1. Field of the Invention
The present invention relates to waveguides that propagate light at multiple discreet speeds—equivalently, multiple discreet transverse modes—and that transport telecommunications signals, generate or amplify light, transport electromagnetic power, or are used for decorative or display purposes.
2. Description of Related Art
Optical fiber waveguides that transport telecommunications signals are typically designed and manufactured to allow light to propagate at just one speed, to ensure that a signal arrives at its destination in a single, brief instant. Waveguides that generate or amplify light, such as those doped with rare-earth ions, are also typically designed and manufactured to allow light to propagate at just one speed, in this case to ensure that the pattern of radiation emitted by the waveguides may be focused to the tightest possible spot. Such a radiation source is said to be “diffraction limited.”
Waveguides that transport telecommunications signals or that generate or amplify light may also be designed and manufactured to allow light to propagate at multiple discreet speeds (in multiple discreet transverse radiation patterns, or “modes”). Such waveguides are sometimes more economical to manufacture or to interconnect, and the benefits of the single-speed fibers may be retained by preferentially attenuating light that has propagated at undesired speeds or by selectively exciting light that propagates at one preselected speed.

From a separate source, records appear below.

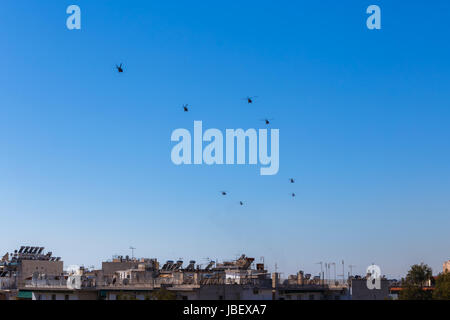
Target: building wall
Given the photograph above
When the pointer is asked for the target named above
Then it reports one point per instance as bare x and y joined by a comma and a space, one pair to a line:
110, 267
446, 266
359, 290
75, 295
28, 267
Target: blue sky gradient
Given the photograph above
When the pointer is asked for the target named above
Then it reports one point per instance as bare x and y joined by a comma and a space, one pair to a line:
363, 115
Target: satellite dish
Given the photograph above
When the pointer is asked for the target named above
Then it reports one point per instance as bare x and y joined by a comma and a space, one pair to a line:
74, 282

An advantage of the selective-excitation approach is that light that propagates in a high-order mode—a mode that forms many well-defined rings or spots in a plane transverse to the propagation direction of the light—travels at an effective index that differs more significantly, when compared to the differences that naturally arise in conventional waveguides, from the effective indices of its neighboring modes. This inherent advantage simplifies the task of selectively exciting and de-exciting a desired mode, but unfortunately a large fraction of the power guided by the high order circularly-symmetric modes of conventional waveguides tends to be located near the central axis of the waveguide, and this hot-spot may reduce the threshold for undesired nonlinear propagation artifacts and waveguide damage.
Waveguides that allow light to propagate at only one speed most often distribute their guided power in the shape that is Gaussian, or nearly Gaussian, in the plane transverse to the propagation direction of light. Waveguides may also be designed so that their guided power is flat, or nearly flat, in the transverse plane. Since the peak power density of a flattened-mode waveguide is lower than that of a Gaussian-mode waveguide, the flattened-mode waveguide has a higher (and thus more desirable) threshold for nonlinear propagation artifacts and waveguide damage.